Since the consensus was published in 2005, a lot of doctors forget zinc supplementation as part of the treatment algorithm for diarrhea. Some pediatricians argue that most of their patients were already prescribed multivitamins that contain adequate zinc content that further supplementation may not be necessary. But how sure are they that the mother is giving the multivitamins to their sick child?
In my rural health primary practice, many mothers are surprised that I recommend zinc or other vitamins during illness. Further probing told me that they stop all vitamins once they have a sick child. It was an old practice that was passed down but is now obsolete.

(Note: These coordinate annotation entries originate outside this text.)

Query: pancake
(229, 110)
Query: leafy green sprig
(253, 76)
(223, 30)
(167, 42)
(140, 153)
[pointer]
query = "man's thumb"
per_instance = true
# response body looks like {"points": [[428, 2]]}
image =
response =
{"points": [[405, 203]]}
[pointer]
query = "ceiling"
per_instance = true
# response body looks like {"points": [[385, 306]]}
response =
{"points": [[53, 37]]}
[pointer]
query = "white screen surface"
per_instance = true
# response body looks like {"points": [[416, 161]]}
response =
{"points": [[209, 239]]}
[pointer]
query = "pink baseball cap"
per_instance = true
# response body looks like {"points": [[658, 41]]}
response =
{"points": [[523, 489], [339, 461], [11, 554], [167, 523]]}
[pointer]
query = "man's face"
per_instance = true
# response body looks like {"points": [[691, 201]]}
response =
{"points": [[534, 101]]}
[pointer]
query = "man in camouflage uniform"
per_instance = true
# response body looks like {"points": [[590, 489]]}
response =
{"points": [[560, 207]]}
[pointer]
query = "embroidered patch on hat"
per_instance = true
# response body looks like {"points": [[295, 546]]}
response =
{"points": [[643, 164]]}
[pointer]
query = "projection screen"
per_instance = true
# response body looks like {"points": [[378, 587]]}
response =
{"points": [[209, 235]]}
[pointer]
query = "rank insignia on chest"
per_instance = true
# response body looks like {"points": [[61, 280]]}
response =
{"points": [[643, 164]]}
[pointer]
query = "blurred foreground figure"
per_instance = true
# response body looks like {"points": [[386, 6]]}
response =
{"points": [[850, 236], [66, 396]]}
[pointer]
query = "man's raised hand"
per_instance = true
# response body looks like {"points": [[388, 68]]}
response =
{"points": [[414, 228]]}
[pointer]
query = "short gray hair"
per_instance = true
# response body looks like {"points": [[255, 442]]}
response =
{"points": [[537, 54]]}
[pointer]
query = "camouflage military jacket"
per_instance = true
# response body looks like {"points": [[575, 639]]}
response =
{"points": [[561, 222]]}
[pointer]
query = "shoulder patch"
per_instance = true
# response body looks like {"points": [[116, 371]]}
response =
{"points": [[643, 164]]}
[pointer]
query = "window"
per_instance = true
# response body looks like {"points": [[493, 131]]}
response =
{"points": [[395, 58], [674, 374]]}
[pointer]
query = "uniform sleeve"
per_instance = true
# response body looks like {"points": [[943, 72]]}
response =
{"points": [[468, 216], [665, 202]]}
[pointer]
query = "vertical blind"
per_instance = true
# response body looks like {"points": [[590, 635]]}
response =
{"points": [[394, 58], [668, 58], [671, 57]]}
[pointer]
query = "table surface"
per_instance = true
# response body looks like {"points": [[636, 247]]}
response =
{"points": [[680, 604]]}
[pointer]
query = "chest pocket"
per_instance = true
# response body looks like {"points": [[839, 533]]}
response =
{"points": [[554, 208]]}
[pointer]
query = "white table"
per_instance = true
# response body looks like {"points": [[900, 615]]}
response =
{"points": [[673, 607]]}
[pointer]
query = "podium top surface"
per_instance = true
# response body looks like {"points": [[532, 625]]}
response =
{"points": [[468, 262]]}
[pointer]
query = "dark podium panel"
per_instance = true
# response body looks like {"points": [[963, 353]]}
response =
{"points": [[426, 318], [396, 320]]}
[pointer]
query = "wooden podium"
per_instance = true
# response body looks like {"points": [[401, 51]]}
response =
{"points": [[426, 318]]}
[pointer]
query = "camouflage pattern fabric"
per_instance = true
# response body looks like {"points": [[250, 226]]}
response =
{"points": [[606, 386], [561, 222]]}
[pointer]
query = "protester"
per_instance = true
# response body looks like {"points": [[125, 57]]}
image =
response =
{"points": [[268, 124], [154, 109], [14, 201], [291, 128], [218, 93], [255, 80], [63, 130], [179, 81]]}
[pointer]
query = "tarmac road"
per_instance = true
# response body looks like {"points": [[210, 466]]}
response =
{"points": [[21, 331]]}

The following is WHO’s recommendations regarding zinc:
Zinc can be given as a syrup or as dispersible tablets, whichever formulation is available and affordable. By giving zinc as soon as diarrhoea starts, the duration and severity of the episode as well as the risk of dehydration will be reduced. By continuing zinc supplementation for 10 to 14 days, the zinc lost during diarrhoea is fully replaced and the risk of the child having new episodes of diarrhoea in the following 2 to 3 months is reduced.
This was taken from Treatment of Diarrhea 2005.
Remember to supplement zinc during diarrhea and if you are a mother reading this article, ask your pediatrician if you can switch to better forms of zinc than your plain old multivitamins. Also, stress to the caregiver it’s importance so as to greatly increase compliance.
Zinc sulfate drops and syrup are available for free in barangay health centers. We are only one of the 46 countries that have a national policy on this.
Dr. Mella is currently the head of the Committee on Diarrheal Diseases in Olongapo City. This is part of an education campaign to combat diarrhea.